1 slice of wholemeal rye sourdough, i.e. Bergsteiger or 100% Rye from Bread & Butter Bakery

half a ripe avocado

1 ripe vine tomato

1 handful of rocket or other greens

shaved or thinly sliced pecorino or parmesan cheese

Pepper to taste


Spelt Bread with Peanut Butter, Banana and Cinnamon

This is a favourite afternoon snack for young and old. Easy to prepare and full of good nutrients (good fats and protein from peanut butter, minerals and fibre from the bread, and potassium from bananas). Per person you need:

1 slice of Spelt bread, i.e. Swiss Loaf from Bread & Butter Bakery

1 table spoon of crunchy (or smooth) peanut butter of your choice (Fix & Fogg do an amazing chocolate version, but my favourite is probably Pics crunchy peanut butter)

half a banana

Cinnamon for sprinkling on top

Kombucha – fermented tea

Method:
Simmer 4 – 6 teabags – Rooibos is great – with 4 cups of water for 10 minutes in a big pot on the stove. Add one cup of sugar and stir well until dissolved. Add 3 litres of cold water, then put into your jar along with your scoby and a cup or two of starter tea.Cover with a clean cloth and leave to ferment for a week or two. When it tastes the way you like it, bottle it with a few sultanas and flavourings, if you like them.
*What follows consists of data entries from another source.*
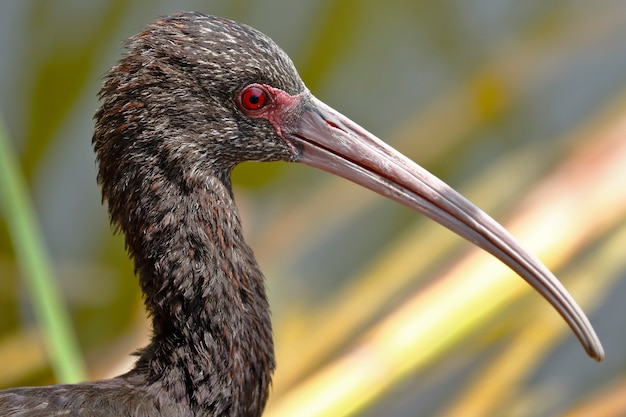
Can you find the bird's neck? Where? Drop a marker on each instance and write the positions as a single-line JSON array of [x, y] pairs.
[[212, 342]]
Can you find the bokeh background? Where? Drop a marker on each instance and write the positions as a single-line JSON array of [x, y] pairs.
[[520, 105]]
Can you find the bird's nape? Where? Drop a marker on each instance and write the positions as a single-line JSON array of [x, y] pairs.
[[194, 96]]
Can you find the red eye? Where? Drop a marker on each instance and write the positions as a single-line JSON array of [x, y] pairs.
[[253, 97]]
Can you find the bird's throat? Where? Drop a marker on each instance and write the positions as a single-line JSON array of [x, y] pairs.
[[206, 296]]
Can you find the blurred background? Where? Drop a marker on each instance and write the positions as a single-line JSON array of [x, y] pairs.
[[521, 106]]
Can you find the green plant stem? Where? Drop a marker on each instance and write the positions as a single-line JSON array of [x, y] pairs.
[[35, 265]]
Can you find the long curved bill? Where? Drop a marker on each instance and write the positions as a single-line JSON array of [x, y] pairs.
[[332, 142]]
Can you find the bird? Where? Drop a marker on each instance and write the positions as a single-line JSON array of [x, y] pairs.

Invest in bottles with a really good seal – Grolsch bottles work well, so do Sodastream.
Leave for a week or two, then chill and enjoy!

This recipe is from my friend Barbara Gilchrist and she has written it up much nicer for all the friends that keep asking about it, so here’s the link to her page, which also include some beautiful images.

Kombucha for beginners.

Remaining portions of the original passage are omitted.